TV-14, 90 min.
Director: Sheldon Wilson
Writers: Rick Suvalle, Sheldon Wilson
Starring: Lacey Chabert, Robin Dunne, Nicole Muñoz, Brittney Wilson, Carlo Marks, Iain Belcher, Richard Harmon, Julia Maxwell
In the spirit of full disclosure, I must reveal that I consider the writer of this movie, Rick Suvalle, a friend. I’ve reviewed a couple of his movies in the past, and felt I’d created a bit of awkwardness between us because I tried to be honest as I always do in my criticism. He claimed to appreciate my comments, and by that I mean the negatives I offered up about the films. From what I know of filmmaking most of my problems with those two movies had little to do with the writing. But still, I’m sure my comments stung a bit. For that I am sorry. Don’t worry, we’re still friends. However, I had assured him that instead of reviewing his most recent film, “Scarecrow”, I would merely offer some promotional comments and talk about it in terms of how it relates to my annual month long Horrorfest this year. He seemed nervous at just that prospect, but I insisted that I wouldn’t offer traditional film criticism. Then I watched the movie, and I really liked it. As I write this I still don’t know if this is going to be some sort of review, but I have to say, I really liked it.
The movie joins a very small collection of surprisingly compelling movies that have been featured in past Horrorfests centered on the horror icon of the scarecrow. A few years ago I revisited a made for TV horror film that I remembered well from my youth called “Dark Night of the Scarecrow”, which involved the spirit of a mentally handicapped man returning from the dead to take revenge on the men who tormented him in the form of a scarecrow. “Scarecrows” had a cult following, and although I didn’t like it as much as the people who had suggested it for my Horrorfest, it holds a special unique place in my Horrorfest memory. “Scarecrow” is better than either of these movies.
Made by the SyFy channel, “Scarecrow” shows a surprising resistance to the campy nature that infects most of their original movies. It involves a busload of high school kids who are sent to an abandoned farm for a detention punishment to dismantle a scarecrow for the town’s annual scarecrow festival. Once there they discover something that I guess we’ll call a scarecrow, and it is not happy to see them. Soon the body count starts mounting and the potential victim pool starts shrinking.
Rick told me he pitched the script based solely on the design concept of the scarecrow.

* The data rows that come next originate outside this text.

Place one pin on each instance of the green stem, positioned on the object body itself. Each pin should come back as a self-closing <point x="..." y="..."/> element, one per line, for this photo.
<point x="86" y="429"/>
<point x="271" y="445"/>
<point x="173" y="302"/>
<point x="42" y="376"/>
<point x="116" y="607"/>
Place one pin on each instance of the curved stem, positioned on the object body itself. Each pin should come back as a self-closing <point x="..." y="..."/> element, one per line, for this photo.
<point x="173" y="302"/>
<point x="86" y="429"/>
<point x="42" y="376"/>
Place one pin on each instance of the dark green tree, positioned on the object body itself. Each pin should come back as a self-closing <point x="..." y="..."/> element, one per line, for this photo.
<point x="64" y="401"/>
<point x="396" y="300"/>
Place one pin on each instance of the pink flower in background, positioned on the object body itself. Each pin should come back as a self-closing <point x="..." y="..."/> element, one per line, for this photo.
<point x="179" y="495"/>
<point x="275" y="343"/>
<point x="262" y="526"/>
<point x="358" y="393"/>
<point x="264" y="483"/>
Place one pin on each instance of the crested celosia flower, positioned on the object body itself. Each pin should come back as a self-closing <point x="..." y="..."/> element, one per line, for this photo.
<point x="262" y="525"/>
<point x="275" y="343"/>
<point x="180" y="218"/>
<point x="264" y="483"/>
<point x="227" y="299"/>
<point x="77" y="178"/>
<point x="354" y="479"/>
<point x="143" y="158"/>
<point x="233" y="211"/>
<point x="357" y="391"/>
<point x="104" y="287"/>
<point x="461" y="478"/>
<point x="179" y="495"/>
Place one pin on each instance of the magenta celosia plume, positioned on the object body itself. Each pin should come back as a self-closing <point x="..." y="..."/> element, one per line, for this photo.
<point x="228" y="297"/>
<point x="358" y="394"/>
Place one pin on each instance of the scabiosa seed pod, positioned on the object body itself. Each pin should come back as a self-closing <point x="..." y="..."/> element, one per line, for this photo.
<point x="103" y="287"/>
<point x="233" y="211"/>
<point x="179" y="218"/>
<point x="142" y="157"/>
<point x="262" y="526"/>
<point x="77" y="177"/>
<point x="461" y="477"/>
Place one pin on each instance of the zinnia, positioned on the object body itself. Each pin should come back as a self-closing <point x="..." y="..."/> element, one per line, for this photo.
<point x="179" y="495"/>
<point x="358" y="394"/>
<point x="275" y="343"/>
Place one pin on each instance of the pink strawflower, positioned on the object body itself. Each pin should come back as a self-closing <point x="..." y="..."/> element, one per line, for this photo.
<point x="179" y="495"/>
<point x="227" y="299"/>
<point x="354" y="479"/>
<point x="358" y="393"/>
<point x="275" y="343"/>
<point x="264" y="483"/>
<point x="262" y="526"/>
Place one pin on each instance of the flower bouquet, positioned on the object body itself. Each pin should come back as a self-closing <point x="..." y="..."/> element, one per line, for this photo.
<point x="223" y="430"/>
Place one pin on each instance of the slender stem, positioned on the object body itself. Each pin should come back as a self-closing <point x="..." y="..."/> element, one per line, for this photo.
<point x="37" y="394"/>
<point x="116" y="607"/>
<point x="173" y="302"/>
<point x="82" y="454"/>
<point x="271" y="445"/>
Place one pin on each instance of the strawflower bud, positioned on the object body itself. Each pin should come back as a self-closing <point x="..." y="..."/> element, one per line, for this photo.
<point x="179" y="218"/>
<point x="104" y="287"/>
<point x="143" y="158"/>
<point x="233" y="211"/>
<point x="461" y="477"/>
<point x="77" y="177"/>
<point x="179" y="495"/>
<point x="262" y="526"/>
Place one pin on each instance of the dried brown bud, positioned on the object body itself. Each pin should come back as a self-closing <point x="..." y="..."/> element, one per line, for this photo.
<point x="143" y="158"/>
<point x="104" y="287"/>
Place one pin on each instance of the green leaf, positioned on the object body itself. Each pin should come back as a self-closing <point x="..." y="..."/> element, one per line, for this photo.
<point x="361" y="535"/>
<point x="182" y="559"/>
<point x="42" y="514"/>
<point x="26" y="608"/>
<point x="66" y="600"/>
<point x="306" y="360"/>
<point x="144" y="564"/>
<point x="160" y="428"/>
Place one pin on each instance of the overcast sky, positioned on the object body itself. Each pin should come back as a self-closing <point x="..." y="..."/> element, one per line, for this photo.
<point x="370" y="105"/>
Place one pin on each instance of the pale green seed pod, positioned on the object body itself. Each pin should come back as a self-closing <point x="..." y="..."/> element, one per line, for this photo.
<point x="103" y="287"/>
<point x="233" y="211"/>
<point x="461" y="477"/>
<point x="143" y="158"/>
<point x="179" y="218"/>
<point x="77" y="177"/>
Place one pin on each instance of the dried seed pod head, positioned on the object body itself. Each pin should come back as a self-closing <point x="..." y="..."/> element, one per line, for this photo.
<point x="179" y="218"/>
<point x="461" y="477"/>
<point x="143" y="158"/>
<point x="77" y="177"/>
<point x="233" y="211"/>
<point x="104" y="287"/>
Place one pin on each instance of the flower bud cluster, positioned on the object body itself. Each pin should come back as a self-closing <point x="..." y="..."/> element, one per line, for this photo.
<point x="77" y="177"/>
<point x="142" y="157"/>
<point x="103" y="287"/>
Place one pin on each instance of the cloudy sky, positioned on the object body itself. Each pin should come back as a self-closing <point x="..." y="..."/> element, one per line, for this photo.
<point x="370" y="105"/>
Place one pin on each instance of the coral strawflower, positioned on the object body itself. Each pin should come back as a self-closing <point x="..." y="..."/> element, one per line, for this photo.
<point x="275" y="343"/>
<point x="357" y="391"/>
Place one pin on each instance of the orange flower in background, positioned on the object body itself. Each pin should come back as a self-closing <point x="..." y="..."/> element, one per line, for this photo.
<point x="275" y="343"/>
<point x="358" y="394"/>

Despite the limited recourses of cable television they nailed it with the scarecrow design. It is a creepy looking wraith-like thing that appears to be composed of rotting corn stocks. It climbs onto things like a rapidly creeping ivy with long claw-like fingers and an empty skull-shaped face. If I ran into it in a corn maze, I’d be leaving a puddle behind.
Director Sheldon Wilson takes Rick’s efficient script and builds a moody production around it that includes some wonderfully atmospheric scary locations. He and Rick are smart to take the action away from the cornfield fairly quickly. The action in the corn threatens to become monotonous and confusing for the audience. Soon we find our victims occupying a dilapidated farmhouse, a misty tree grove at night and a creaky boat graveyard. These touches help to elevate this made for TV feature to the level of a theatrical release. The film’s strongest feature by far is the design of the scarecrow, however.